LaneQuacker: Final Report

Video

Embedded video of our project can be found below:

The video includes a brief problem description using images, screenshots, or screen captures, along with examples of a simple policy (e.g., random) and our best-performing approach. The video is under three minutes, recorded in at least 720p resolution, and contains comprehensible speech where applicable.

Project Summary

Our project focuses on developing an intelligent self-navigation system for DuckieBot within the DuckieTown simulation environment. The goal is to enable the DuckieBot to autonomously navigate through a miniature city-like environment using reinforcement learning (RL) techniques. This requires the robot to recognize lanes, follow them accurately, stop at traffic signals, and avoid obstacles such as walls, trees, and buses.

The primary challenge in this project stems from the complexity of autonomous driving, even in a constrained environment. Unlike traditional rule-based approaches, reinforcement learning offers a scalable solution but requires extensive training, fine-tuning, and robust environment modeling. In our case, the DuckieBot must learn to navigate dynamically without explicit programming for each scenario. To achieve this, we employ RL algorithms such as Soft Actor-Critic (SAC) and Proximal Policy Optimization (PPO), training the DuckieBot in a simulated environment before deploying it onto a real physical robot.

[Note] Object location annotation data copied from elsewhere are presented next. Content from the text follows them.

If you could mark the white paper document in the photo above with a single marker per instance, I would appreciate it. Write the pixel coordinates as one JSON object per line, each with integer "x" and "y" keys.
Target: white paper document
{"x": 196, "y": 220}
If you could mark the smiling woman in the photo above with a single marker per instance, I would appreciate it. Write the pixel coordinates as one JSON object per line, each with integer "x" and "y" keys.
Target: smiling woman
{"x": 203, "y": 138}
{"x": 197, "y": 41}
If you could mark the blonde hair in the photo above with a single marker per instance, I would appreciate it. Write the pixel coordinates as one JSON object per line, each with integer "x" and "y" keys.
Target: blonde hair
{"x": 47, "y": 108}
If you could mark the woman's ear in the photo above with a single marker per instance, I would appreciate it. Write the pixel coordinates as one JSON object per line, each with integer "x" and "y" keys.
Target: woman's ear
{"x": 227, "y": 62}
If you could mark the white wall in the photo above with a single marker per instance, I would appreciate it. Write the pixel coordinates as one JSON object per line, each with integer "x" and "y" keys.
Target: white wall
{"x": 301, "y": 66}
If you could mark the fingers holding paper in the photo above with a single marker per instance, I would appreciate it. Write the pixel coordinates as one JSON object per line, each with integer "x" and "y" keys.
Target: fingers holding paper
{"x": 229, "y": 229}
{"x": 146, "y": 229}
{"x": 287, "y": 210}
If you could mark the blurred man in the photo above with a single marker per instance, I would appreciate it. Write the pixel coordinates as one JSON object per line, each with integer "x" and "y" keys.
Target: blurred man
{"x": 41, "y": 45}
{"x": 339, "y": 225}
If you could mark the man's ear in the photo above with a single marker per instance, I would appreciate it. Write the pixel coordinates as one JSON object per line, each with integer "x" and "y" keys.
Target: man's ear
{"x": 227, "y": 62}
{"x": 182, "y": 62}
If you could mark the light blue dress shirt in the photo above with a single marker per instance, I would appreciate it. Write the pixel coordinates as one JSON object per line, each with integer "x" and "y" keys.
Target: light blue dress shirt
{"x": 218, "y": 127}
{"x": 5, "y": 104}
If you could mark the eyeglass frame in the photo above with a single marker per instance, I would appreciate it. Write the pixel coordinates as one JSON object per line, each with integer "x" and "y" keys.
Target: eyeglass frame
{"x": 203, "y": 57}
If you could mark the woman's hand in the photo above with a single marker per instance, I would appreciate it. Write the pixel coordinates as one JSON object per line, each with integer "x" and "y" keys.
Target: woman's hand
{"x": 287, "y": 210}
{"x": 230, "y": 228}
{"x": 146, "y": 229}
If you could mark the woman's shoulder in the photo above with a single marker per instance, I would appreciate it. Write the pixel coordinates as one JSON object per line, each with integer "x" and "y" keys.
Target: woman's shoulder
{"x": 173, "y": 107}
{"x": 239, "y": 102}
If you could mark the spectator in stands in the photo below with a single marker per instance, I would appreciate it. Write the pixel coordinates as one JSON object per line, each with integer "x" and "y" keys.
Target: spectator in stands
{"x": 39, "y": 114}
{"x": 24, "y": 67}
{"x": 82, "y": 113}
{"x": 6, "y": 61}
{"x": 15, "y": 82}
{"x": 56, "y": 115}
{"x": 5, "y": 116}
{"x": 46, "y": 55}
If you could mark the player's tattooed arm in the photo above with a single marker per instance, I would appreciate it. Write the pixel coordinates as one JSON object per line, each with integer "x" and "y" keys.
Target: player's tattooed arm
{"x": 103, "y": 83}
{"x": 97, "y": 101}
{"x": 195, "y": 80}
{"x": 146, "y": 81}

A major motivation for using AI/ML techniques is the inherent difficulty in defining precise rules for navigation in diverse and unpredictable conditions. The DuckieBot must recognize lane boundaries while adapting to different road layouts, varying obstacle placements, and dynamically changing environments. It needs to anticipate and react to traffic signals, avoid collisions with moving and stationary objects, and navigate turns effectively. Hand-coding these behaviors for every possible scenario is impractical, making RL a natural choice for training an adaptable and generalizable navigation policy.

Key Objectives:

Train a DuckieBot using reinforcement learning algorithms to navigate the town autonomously.
Compare Soft Actor-Critic (SAC) and Proximal Policy Optimization (PPO) for performance evaluation.
Deploy the trained model onto an actual DuckieBot for real-world testing.

With recent progress, we successfully ran the DuckieBot in an empty loop environment, demonstrating basic movement capabilities. The next steps involve refining policies for better performance in complex environments.

Approaches

SAC Approach

Our initial exploration included implementing a Soft Actor-Critic (SAC) model to train the DuckieBot. SAC is an off-policy reinforcement learning algorithm that optimizes for stability and exploration efficiency.

State Representation:
- (x, z): The 2D position of the DuckieBot.
- sin(θ), cos(θ): Encodes the orientation of the DuckieBot.
- velocity: Measures the DuckieBot’s speed.
Action Space:
- Velocity control: Continuous values in [-1, 1] (reverse to forward motion).
- Steering control: Continuous values in [-1, 1] (right to left turns).
Reward System:
- Small positive rewards for forward movement.
- Penalties for deviations from the center of the lane.
- Large penalties for collisions with obstacles or moving outside lane boundaries.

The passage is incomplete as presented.